Posted by suzielebrocq

Sometimes my fallibility and humanness catch me unaware. Being chronically sick for so long, was such a source of shame that at times I don’t allow myself to feel. It is only when my body says ‘enough’ that my brain follows suit and recognizes it is time to stop.

Can you relate?

Oftentimes I will go back to my story and remind myself where I have come from, and where I hope to go. It scares me to think of what I went through and how disconnected I can be from my body. I felt that my body betrayed me, so having an intimate relationship with something so cruel doesn’t make sense.

Don’t get me wrong; it’s great ‘doing life,’ rushing from a to b and forgetting the pain and hardship I’ve experienced. Why dwell on a time in my life that was difficult? I never wanted to be seen as a victim, so it is hard to acknowledge that at times I was, and still am.

I tried hard to hide behind the mystique of ‘being fine’ .. actually ..‘better than fine’ so at times I forget what it is like to not be fine, to not be ok .. to be tired, to ache and to feel sad.

Telling my story is a way for me to heal and I hope help others heal. It is a way to connect with my body and allow my mind to wonder.

There is a level of discomfort in being so open and vulnerable to the world; but I don’t want to live in the shame that I felt being so sick, for so long, simply surviving with an ostomy. I am a survivor, but I am also a thriver (wow .. that is actually harder than I thought it would be to say (today))

I think I am not alone in struggling to be human. I imagine many others with an ostomy feel the same. I know others who suffer from chronic illness wake up some days, and simply roll over and go back to sleep.

I also know it gets better. I guess that is why I am doing this. To connect to someone … out there …. who has felt the same. Maybe commonality, a shared experience will allow us both to heal. Maybe someone reading my struggles with recognise it is ok to have theirs. I felt so alone at times, so confused, so lost that I just wanted someone to reach out, take my hand in theirs and never let go.

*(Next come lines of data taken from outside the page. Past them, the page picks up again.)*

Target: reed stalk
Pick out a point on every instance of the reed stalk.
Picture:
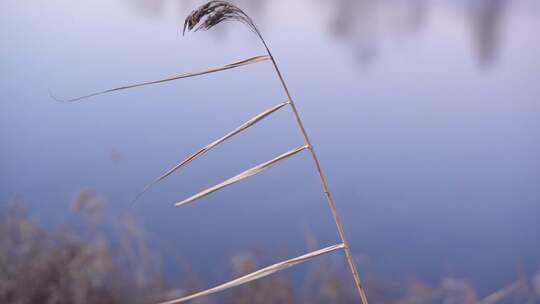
(204, 18)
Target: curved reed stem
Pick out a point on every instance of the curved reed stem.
(324, 183)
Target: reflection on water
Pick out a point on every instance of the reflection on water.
(362, 24)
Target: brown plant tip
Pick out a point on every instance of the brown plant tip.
(214, 12)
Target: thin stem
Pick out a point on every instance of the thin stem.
(326, 189)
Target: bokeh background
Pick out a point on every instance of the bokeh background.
(425, 115)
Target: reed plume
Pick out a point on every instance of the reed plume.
(205, 18)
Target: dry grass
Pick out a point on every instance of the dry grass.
(82, 264)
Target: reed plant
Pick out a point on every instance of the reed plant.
(205, 18)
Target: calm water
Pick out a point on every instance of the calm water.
(425, 115)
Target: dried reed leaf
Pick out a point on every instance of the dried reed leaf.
(259, 274)
(186, 75)
(207, 148)
(253, 171)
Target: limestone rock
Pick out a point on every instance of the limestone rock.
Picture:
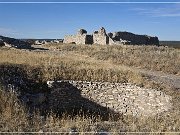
(12, 42)
(82, 31)
(100, 37)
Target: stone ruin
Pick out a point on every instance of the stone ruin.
(102, 38)
(80, 38)
(15, 43)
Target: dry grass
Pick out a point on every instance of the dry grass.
(149, 57)
(93, 63)
(14, 118)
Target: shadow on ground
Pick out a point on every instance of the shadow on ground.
(62, 98)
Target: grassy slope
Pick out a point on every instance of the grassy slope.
(95, 63)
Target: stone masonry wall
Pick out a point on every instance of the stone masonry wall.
(125, 99)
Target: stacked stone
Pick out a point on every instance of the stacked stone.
(124, 98)
(12, 42)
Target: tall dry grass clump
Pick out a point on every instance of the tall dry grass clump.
(149, 57)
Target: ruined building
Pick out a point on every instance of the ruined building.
(102, 38)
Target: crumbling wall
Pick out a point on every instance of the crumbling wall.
(135, 39)
(118, 38)
(125, 98)
(100, 37)
(69, 39)
(80, 38)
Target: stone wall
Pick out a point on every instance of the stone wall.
(125, 99)
(135, 39)
(118, 38)
(80, 38)
(12, 42)
(100, 37)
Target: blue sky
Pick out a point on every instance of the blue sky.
(57, 20)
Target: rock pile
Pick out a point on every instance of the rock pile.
(12, 42)
(102, 38)
(126, 98)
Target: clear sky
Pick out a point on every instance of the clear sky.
(56, 20)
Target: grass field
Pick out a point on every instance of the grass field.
(92, 63)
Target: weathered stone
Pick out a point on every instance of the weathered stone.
(128, 99)
(117, 38)
(12, 42)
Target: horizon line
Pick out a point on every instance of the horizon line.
(95, 2)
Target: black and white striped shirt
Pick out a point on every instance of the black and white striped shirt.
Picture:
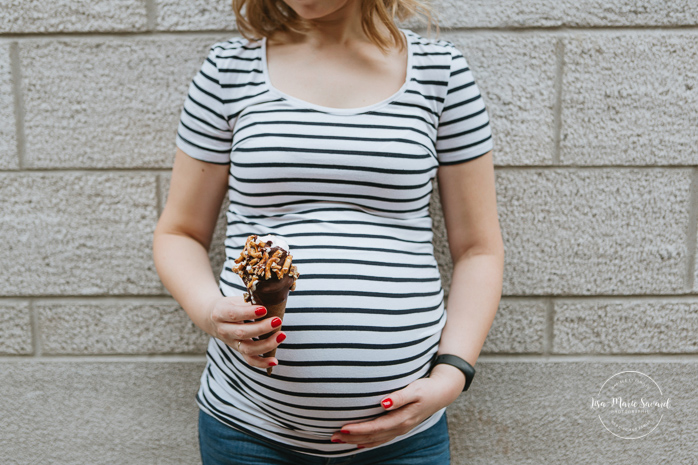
(349, 190)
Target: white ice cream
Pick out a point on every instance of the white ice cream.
(276, 241)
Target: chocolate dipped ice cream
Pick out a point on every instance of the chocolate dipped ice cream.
(265, 266)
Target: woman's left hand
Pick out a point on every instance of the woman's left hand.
(406, 408)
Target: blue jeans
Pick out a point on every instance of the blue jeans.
(222, 445)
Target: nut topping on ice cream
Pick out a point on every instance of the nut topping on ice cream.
(265, 267)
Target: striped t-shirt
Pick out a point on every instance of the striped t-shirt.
(349, 190)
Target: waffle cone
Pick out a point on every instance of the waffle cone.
(276, 310)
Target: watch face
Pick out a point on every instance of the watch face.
(467, 369)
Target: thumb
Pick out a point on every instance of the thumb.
(399, 398)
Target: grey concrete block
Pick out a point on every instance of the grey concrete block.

Take a moment with me. Place your right hand under you left arm pit and place your left hand on your right shoulder. Breathe. In through the nose, hold for 5 seconds and out through the mouth. As you breathe in, fill your lungs with a happy memory or thought. Hold that though, then as you breathe out, push out a negative memory or thought. Hold / Hug yourself in a blanket of self- compassion and love. Nurture yourself in this moment and remind yourself that you are human.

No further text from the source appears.